Во всяком случае, в истерику она не впадала. Была так же спокойна, как если бы ухаживала за ребенком, схватившим легкую простуду.
— Кофе ведь ему не повредит, не правда ли? Но он ничего не хочет. Было, наверное, четыре утра, когда мы с мужем проснулись от шума на борту. Я взяла револьвер и велела мужу идти за мной с фонарем. Когда мы вышли, Жан был здесь и лежал в таком же точно положении, в каком вы видите его сейчас. Он, должно быть, упал с мостика. Высота там приблизительно два метра. Сперва мы ничего не видели. Когда попригляделись, я подумала, что он мертв. Муж хотел позвать кого-нибудь с соседних барж, чтобы помогли положить его на кровать. Но Жан понял… Он сжал мне руку, и я услышала, как он всхлипывает. Я смекнула: он не хочет никого видеть. За восемь лет, что он с нами, мы так привыкли к нему. И вот он не может говорить. Но мне кажется, он слышит, что говорю я. Правда, Жан?.. Тебе больно?
Невозможно было понять, в сознании ли коновод. Во всяком случае, взгляд его оставался безучастным.
Женщина убрала соломинку, которая царапала ему ухо.
— Вся моя жизнь — это мое хозяйство, мои медные кастрюли, скромная мебель. Я думаю, если бы мне дали дворец, я не была бы в нем счастлива. Вот и для Жана дороже всего его конюшня. И лошади. У нас бывают дни, когда мы разгружаемся и стоим на месте. Тогда Жану делать нечего.
Он мог бы пойти в кабачок. Но нет! Он поудобней устраивается в конюшне на том же месте, где сейчас, и греется на солнце.
Мегрэ окинул взглядом конюшню: справа просмоленная перегородка, кнут на согнутом гвозде, на другом гвозде оловянная чашка, кусочек неба виден на стыке щитов, служивших потолком, справа — мускулистые крупы лошадей.
От всего этого веяло животным теплом, многогранной, насыщенной, как иные терпкие вина, жизнью.
— Скажите, его ведь можно оставить здесь, правда?
Она попросила комиссара выйти вместе с ней. Шлюз работал в том же ритме. А вокруг — улицы города, оживленные, чуждые каналу.
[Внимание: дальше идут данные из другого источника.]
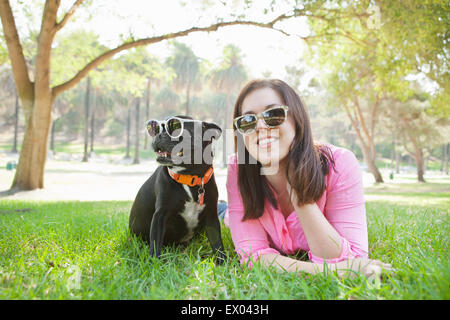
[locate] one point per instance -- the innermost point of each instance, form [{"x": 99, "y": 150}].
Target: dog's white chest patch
[{"x": 190, "y": 214}]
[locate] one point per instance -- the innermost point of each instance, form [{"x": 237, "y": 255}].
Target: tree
[
  {"x": 228, "y": 78},
  {"x": 38, "y": 94},
  {"x": 416, "y": 33},
  {"x": 186, "y": 66},
  {"x": 417, "y": 129}
]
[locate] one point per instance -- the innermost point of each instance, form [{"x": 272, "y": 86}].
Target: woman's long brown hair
[{"x": 307, "y": 163}]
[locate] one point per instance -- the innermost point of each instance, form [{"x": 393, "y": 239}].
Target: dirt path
[{"x": 96, "y": 180}]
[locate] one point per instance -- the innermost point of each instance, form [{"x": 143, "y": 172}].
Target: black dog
[{"x": 180, "y": 197}]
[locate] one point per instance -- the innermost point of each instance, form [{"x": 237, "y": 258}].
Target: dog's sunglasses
[
  {"x": 272, "y": 117},
  {"x": 174, "y": 126}
]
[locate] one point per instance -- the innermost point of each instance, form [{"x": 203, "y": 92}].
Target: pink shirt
[{"x": 342, "y": 203}]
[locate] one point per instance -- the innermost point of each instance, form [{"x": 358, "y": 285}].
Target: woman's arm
[
  {"x": 323, "y": 240},
  {"x": 340, "y": 231},
  {"x": 369, "y": 268}
]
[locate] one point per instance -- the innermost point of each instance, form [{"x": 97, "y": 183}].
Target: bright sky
[{"x": 263, "y": 49}]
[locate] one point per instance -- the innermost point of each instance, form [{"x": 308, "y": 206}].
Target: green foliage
[
  {"x": 185, "y": 64},
  {"x": 81, "y": 47},
  {"x": 44, "y": 244}
]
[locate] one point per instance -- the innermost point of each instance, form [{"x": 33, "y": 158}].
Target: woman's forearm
[
  {"x": 289, "y": 264},
  {"x": 323, "y": 240}
]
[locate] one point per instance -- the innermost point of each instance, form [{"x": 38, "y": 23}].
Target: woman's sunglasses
[
  {"x": 174, "y": 126},
  {"x": 272, "y": 117}
]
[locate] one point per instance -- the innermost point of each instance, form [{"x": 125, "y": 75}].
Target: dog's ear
[{"x": 211, "y": 131}]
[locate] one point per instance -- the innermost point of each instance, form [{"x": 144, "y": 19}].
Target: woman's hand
[{"x": 371, "y": 269}]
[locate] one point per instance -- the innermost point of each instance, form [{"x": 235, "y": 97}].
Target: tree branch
[
  {"x": 68, "y": 15},
  {"x": 24, "y": 85},
  {"x": 146, "y": 41}
]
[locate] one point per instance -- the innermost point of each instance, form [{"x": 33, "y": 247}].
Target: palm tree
[
  {"x": 187, "y": 68},
  {"x": 228, "y": 78}
]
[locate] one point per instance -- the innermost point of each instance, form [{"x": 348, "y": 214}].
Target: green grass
[{"x": 44, "y": 246}]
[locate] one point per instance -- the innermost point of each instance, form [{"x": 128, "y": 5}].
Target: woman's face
[{"x": 269, "y": 146}]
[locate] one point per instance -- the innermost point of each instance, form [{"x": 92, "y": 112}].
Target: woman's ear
[{"x": 211, "y": 131}]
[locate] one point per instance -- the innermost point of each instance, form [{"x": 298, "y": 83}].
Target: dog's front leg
[{"x": 157, "y": 231}]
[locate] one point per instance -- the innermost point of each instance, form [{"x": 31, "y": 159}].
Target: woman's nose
[{"x": 260, "y": 124}]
— Можете вы мне объяснить, комиссар, что он сделал?
Я никогда не подумала бы про него дурное, он никогда не вызывал у нас подозрений. Правда, однажды муж увидел Жана без рубашки, с голой грудью и обратил внимание на татуировку. Она была не такой, как у наших речников. Ну, мы и решили, что он не тот, за кого себя выдает, но меньше любить его не стали. Расспрашивать его не хотелось. Зачем? Скажите, комиссар, вы ведь не думаете, что он убил ту женщину? Но поверьте, если даже он это сделал, значит, она того заслужила! Жан — это, знаете, какой человек? — Она искала слово, которое бы выразило ее мысль, но не нашла. — Ладно! Вот муж встанет… Я послала его спать: у него с детства грудь слабая… Что, если я схожу приготовлю бульон покрепче?
— Сейчас приедут врачи. Лучше бы пока…
— А это нужно? Они не отравят ему последние минуты?
— Это необходимо.
— Ему ведь хорошо с нами, верно? Могу я оставить вас на минутку? Вы не будете его мучить?
Мегрэ утвердительно кивнул, вернулся в конюшню, вытащил из кармана металлическую коробочку, в которой лежала маленькая штемпельная подушечка, пропитанная чернилами.
Понять, в сознании Жан или нет, было все еще нельзя.
Веки его были полуоткрыты, взгляд ясен и равнодушен.
Но когда комиссар приподнял его правую руку и прижал пальцы поочередно к подушечке, ему показалось, что на долю секунды на лице Жана промелькнула улыбка.
Мегрэ приложил пальцы к чистому листку бумаги, с минуту наблюдал за ним, как будто надеялся открыть тайну, в последний раз взглянул на лошадей, которые уже начали беспокоиться и топтаться на месте, и вышел.
Хозяин баржи с женой пили кофе с молоком и внимательно смотрели в его сторону. На расстоянии не более пяти метров от «Провидения» был пришвартован «Южный Крест», на палубе яхты никого не было.
Накануне Мегрэ оставил свой велосипед возле шлюза, там он и нашел его сейчас. Десять минут спустя он уже был в полицейском участке и послал агента в Эперне, чтобы тот передал отпечатки пальцев по бильд-телеграфу в Париж.
Когда он вернулся на «Провидение», на борту баржи стояли два врача, с которыми пришлось поспорить. Они хотели забрать Жана в больницу. Встревоженная хозяйка бросала на Мегрэ умоляющие взгляды.
— Есть надежда на выздоровление? — спросил комиссар.
— Нет. У него продавлена грудь. Одно ребро проникло в правое легкое.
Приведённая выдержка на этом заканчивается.